Una larga ruta que tendría escalas en 1977, con la reforma política de Reyes Heroles, que legalizó el Partido Comunista; el 85, con la emergencia de la “sociedad civil” luego del sismo del 19 de septiembre; el 87 y el 88, años de la ruptura de la “corriente democrática” con el PRI, la candidatura de Cuauhtémoc Cárdenas, y el fraude en su contra en 1988; la fundación del PRD en 1989, las batallas contra Carlos Salinas, ya presidente, y su política represiva contra todo lo que oliera a cardenismo, y los cientos de militantes asesinados, la conquista en las urnas de la Ciudad de México por Cárdenas en 1997, año en que por primera vez el PRI ya no obtuvo mayoría en el Congreso, y la primera alternancia en el poder presidencial, en 2000.

No con la izquierda tomando la alternativa, sino con el empresario panista, Vicente Fox.

El resto de la historia es bien conocida.

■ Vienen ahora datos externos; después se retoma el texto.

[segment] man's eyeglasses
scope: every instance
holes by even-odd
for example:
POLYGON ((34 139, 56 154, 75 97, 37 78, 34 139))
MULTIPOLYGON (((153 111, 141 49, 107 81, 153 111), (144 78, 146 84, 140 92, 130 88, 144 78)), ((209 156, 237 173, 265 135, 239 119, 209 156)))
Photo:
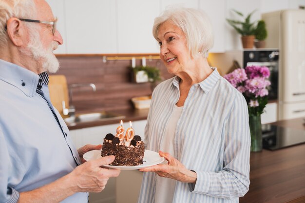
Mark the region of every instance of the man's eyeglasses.
POLYGON ((42 23, 42 24, 47 24, 48 25, 51 25, 53 26, 52 27, 52 33, 53 35, 55 34, 55 31, 56 31, 56 23, 57 22, 57 19, 56 19, 54 21, 45 21, 43 20, 31 20, 30 19, 23 19, 23 18, 19 18, 20 20, 25 21, 25 22, 37 22, 38 23, 42 23))

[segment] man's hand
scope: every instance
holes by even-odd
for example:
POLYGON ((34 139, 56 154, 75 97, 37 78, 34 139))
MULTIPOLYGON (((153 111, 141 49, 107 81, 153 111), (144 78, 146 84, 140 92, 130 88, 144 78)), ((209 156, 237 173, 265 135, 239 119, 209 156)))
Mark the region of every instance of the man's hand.
POLYGON ((83 158, 83 155, 88 152, 95 150, 100 150, 102 149, 102 145, 94 145, 91 144, 87 144, 77 150, 79 158, 81 161, 81 163, 83 164, 86 162, 86 160, 83 158))
POLYGON ((70 181, 75 184, 76 192, 99 192, 104 189, 110 177, 117 177, 120 170, 101 168, 114 160, 114 156, 91 160, 77 167, 70 174, 70 181))

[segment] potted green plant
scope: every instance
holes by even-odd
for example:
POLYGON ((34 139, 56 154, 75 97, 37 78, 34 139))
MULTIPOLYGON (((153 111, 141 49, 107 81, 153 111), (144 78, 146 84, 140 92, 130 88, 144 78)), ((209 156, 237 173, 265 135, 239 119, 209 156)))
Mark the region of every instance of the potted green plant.
POLYGON ((156 67, 136 66, 130 68, 133 72, 133 80, 137 83, 148 82, 154 83, 161 80, 160 70, 156 67))
POLYGON ((243 47, 245 49, 253 48, 254 39, 255 38, 254 32, 255 30, 255 22, 250 21, 251 16, 256 11, 253 11, 248 14, 246 17, 244 14, 239 11, 232 9, 236 14, 244 18, 244 21, 236 20, 227 18, 227 21, 233 28, 240 34, 242 35, 242 42, 243 47))
POLYGON ((254 31, 255 40, 254 45, 257 48, 264 48, 265 46, 265 40, 268 35, 265 21, 259 20, 257 22, 256 28, 254 31))

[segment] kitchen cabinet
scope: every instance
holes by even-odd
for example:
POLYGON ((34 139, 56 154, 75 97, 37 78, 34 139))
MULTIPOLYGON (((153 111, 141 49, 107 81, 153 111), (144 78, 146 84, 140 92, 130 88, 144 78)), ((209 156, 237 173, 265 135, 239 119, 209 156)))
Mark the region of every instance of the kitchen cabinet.
POLYGON ((204 11, 210 18, 214 32, 214 45, 210 52, 223 52, 225 51, 225 0, 214 0, 212 2, 199 1, 199 8, 204 11))
POLYGON ((54 16, 57 18, 57 29, 60 33, 64 42, 63 44, 58 46, 58 49, 54 51, 54 53, 67 53, 67 43, 66 43, 67 30, 65 26, 66 22, 65 1, 62 0, 46 0, 46 1, 52 8, 54 16))
POLYGON ((184 6, 187 8, 198 8, 200 0, 160 0, 161 11, 162 12, 173 4, 184 6))
POLYGON ((160 13, 158 1, 117 0, 118 53, 158 53, 152 34, 154 18, 160 13))
POLYGON ((242 50, 240 35, 226 18, 238 19, 232 9, 247 15, 257 9, 252 21, 262 13, 297 9, 305 0, 47 0, 58 17, 58 30, 64 40, 56 53, 158 53, 152 36, 154 18, 168 6, 199 8, 210 17, 215 35, 210 52, 242 50))
POLYGON ((277 120, 277 103, 269 103, 264 109, 264 113, 261 115, 262 124, 276 122, 277 120))
POLYGON ((116 1, 64 2, 67 53, 117 52, 116 1))

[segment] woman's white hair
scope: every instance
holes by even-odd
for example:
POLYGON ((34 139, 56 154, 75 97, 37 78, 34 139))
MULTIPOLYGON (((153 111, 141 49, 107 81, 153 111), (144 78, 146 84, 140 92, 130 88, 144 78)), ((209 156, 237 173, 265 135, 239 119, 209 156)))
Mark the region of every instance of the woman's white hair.
POLYGON ((159 28, 166 21, 178 27, 184 33, 192 57, 207 57, 214 43, 214 36, 210 20, 203 11, 182 7, 167 8, 154 19, 152 34, 158 41, 159 28))
MULTIPOLYGON (((0 46, 6 44, 6 24, 11 17, 33 19, 37 16, 33 0, 0 0, 0 46)), ((31 25, 27 23, 29 28, 31 25)))

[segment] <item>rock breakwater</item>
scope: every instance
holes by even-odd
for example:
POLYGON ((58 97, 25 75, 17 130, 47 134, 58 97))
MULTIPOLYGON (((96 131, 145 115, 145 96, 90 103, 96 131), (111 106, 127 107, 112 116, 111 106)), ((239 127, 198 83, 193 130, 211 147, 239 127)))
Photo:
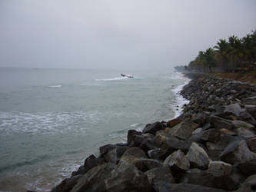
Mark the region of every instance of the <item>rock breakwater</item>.
POLYGON ((52 191, 256 190, 256 86, 191 78, 178 118, 101 147, 52 191))

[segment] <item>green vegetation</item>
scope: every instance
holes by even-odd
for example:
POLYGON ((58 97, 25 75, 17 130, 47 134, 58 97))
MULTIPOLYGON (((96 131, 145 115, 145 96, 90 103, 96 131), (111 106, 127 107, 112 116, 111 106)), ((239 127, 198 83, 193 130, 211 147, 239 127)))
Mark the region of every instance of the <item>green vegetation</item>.
POLYGON ((244 72, 256 70, 256 30, 242 38, 230 36, 216 46, 199 51, 188 70, 199 72, 244 72))

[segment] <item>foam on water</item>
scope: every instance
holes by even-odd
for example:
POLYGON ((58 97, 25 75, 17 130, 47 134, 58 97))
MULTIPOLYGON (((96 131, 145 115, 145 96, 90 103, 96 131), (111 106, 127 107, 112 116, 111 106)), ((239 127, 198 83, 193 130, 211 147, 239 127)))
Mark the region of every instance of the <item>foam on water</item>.
POLYGON ((9 134, 15 132, 34 134, 63 133, 72 129, 74 131, 85 131, 81 127, 82 123, 96 123, 99 121, 98 111, 25 113, 0 111, 0 131, 2 134, 9 134), (79 122, 79 124, 78 124, 79 122))
POLYGON ((188 80, 170 74, 143 71, 132 81, 116 71, 74 71, 67 81, 65 73, 62 81, 44 71, 45 79, 36 78, 42 82, 0 93, 0 190, 50 190, 100 146, 126 142, 128 130, 174 118, 188 80))
POLYGON ((118 77, 118 78, 101 78, 101 79, 95 79, 95 81, 119 81, 119 80, 126 80, 129 79, 128 77, 118 77))
POLYGON ((62 88, 62 84, 56 84, 56 85, 50 85, 50 86, 48 86, 48 88, 62 88))
POLYGON ((178 117, 182 112, 183 105, 189 103, 189 101, 184 98, 182 95, 180 94, 180 92, 182 90, 183 87, 189 83, 190 79, 185 77, 181 73, 178 73, 178 76, 180 77, 180 79, 185 81, 185 82, 183 84, 178 85, 174 89, 172 89, 172 91, 174 91, 176 94, 176 101, 171 104, 171 107, 173 108, 176 108, 176 110, 175 110, 174 118, 178 117))

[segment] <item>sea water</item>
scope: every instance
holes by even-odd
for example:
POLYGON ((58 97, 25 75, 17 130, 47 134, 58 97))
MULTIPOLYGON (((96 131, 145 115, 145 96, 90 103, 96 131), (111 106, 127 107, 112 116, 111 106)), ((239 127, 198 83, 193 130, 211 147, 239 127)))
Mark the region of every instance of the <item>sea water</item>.
POLYGON ((178 116, 188 82, 171 71, 0 68, 0 190, 50 190, 100 146, 178 116))

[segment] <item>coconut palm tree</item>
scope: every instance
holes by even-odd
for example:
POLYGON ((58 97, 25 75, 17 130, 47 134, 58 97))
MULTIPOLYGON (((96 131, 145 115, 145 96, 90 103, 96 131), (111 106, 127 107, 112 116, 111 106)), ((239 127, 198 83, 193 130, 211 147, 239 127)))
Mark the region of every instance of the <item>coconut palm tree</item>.
POLYGON ((225 71, 228 62, 228 42, 225 39, 220 39, 214 48, 217 49, 216 58, 219 66, 225 71))
POLYGON ((228 38, 228 58, 232 63, 232 72, 234 71, 234 62, 239 61, 243 57, 241 40, 237 36, 232 35, 228 38))

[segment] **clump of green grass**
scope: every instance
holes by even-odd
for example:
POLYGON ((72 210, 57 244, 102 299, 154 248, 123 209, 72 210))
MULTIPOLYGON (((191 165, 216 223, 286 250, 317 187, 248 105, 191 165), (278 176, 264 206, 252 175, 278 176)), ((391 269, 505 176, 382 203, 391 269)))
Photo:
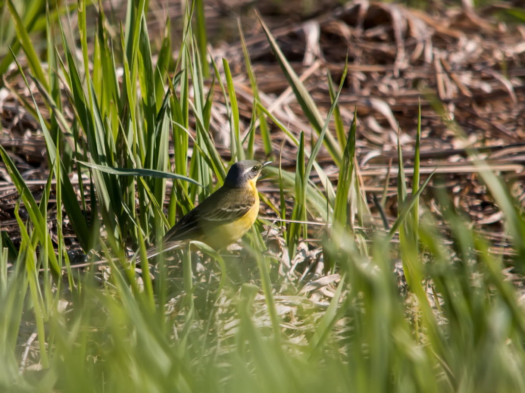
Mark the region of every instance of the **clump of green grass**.
MULTIPOLYGON (((356 119, 348 130, 337 122, 337 137, 328 127, 332 115, 339 116, 345 70, 338 88, 331 82, 332 105, 323 116, 261 20, 318 138, 309 148, 303 135, 293 135, 257 100, 246 49, 254 111, 243 137, 226 60, 224 74, 213 64, 216 82, 205 88, 207 62, 202 33, 197 40, 193 32, 194 9, 187 9, 179 57, 171 58, 173 44, 166 31, 154 64, 146 3, 128 2, 116 38, 110 38, 100 10, 90 42, 92 52, 85 3, 79 3, 77 11, 79 48, 68 38, 75 35, 70 27, 48 10, 48 69, 36 56, 27 59, 34 63, 29 71, 20 67, 38 82, 51 110, 45 119, 36 102, 28 104, 45 136, 50 171, 37 203, 0 148, 29 213, 27 222, 17 216, 22 240, 16 260, 12 266, 7 252, 0 253, 2 390, 525 390, 525 321, 515 289, 501 274, 502 261, 451 208, 444 210, 451 232, 444 238, 435 217, 420 203, 430 178, 419 184, 417 159, 411 194, 400 166, 399 214, 392 227, 376 228, 372 235, 356 228, 356 219, 362 226, 370 216, 357 172, 356 119), (58 41, 53 31, 59 32, 58 41), (80 59, 74 54, 77 49, 80 59), (118 67, 124 69, 121 81, 118 67), (178 263, 164 256, 155 267, 143 258, 139 272, 129 263, 125 245, 143 256, 146 243, 160 238, 177 212, 187 212, 212 192, 217 187, 214 178, 219 183, 224 179, 225 163, 208 132, 217 85, 228 108, 232 161, 254 156, 259 129, 265 152, 271 153, 270 122, 297 144, 295 172, 279 168, 272 173, 281 197, 280 204, 272 207, 284 217, 285 196, 293 195, 292 222, 275 238, 262 232, 263 226, 255 226, 236 253, 219 255, 204 247, 195 253, 188 247, 176 257, 182 260, 182 273, 174 267, 178 263), (70 122, 64 115, 66 105, 74 110, 70 122), (323 146, 339 169, 337 188, 316 161, 323 146), (72 170, 82 179, 80 194, 91 193, 89 203, 77 201, 68 177, 72 170), (312 170, 322 188, 310 181, 312 170), (168 178, 173 187, 166 219, 168 178), (80 246, 109 260, 102 267, 93 264, 80 271, 71 266, 60 225, 55 249, 46 222, 53 180, 57 203, 72 222, 80 246), (322 247, 312 243, 301 248, 312 219, 328 224, 322 247), (397 233, 398 244, 391 241, 397 233), (284 246, 276 253, 268 249, 274 241, 284 246), (304 262, 285 262, 300 261, 301 253, 307 252, 318 252, 317 261, 333 274, 325 281, 313 281, 319 277, 307 274, 304 262), (407 281, 404 295, 393 273, 398 256, 407 281)), ((16 17, 12 7, 9 12, 16 17)), ((16 34, 29 58, 33 43, 25 38, 27 26, 19 24, 16 34)), ((203 31, 201 25, 197 29, 203 31)), ((516 245, 522 244, 523 217, 512 198, 490 171, 481 173, 508 217, 510 235, 516 245)), ((443 206, 447 201, 446 195, 440 197, 443 206)))

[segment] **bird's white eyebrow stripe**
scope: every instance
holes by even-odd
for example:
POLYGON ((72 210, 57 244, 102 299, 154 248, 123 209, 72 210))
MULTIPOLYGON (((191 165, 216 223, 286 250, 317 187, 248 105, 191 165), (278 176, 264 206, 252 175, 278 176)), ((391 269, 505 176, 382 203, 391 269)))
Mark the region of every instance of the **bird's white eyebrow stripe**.
POLYGON ((244 172, 243 172, 243 174, 246 174, 246 173, 247 173, 248 172, 251 170, 251 169, 253 168, 253 167, 249 167, 247 169, 245 169, 244 172))

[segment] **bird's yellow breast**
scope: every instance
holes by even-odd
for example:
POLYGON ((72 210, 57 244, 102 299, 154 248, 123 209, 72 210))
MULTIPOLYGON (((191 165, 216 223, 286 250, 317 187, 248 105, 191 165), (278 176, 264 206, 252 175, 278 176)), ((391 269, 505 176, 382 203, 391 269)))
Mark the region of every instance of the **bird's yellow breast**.
POLYGON ((259 194, 255 186, 256 180, 249 181, 250 191, 254 193, 255 197, 253 206, 242 217, 208 231, 205 235, 204 243, 215 249, 223 248, 240 239, 251 227, 259 214, 259 194))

El cerrado triunfo, bajo sospecha de fraude, del también panista Felipe Calderón; el catastrófico regreso del PRI a Los Pinos en 2012, y un tsunami llamado AMLO el 1 de julio de 2018.

Un largo y sinuoso camino hacia la democracia, inconcebible sin el 68.

Quienes niegan esta transición democrática aduciendo que es una coartada o ficción de la “mafia del poder”, niegan en realidad una de las más valiosas conquistas colectivas de la sociedad mexicana, a partir de la exigencia central del pliego petitorio del Comité Nacional de Huelga, hace 50 años: “DIÁLOGO PÚBLICO”.

*Edmundo Lizardi: Escritor, periodista y promotor cultural. Es autor de libros de poesía, crónicas y cuentos. Premio Nacional de Poesía Tijuana 1997, Premio Binacional de Poesía Pellicer/Frost(Cd Juárez/ El Paso, 1997) y Premio Nacional de Poesía Alí Chumacero(Tepic, Nayarit 1995). Es fundador del Encuentro Literario Lunas de Octubre, en La Paz BCS.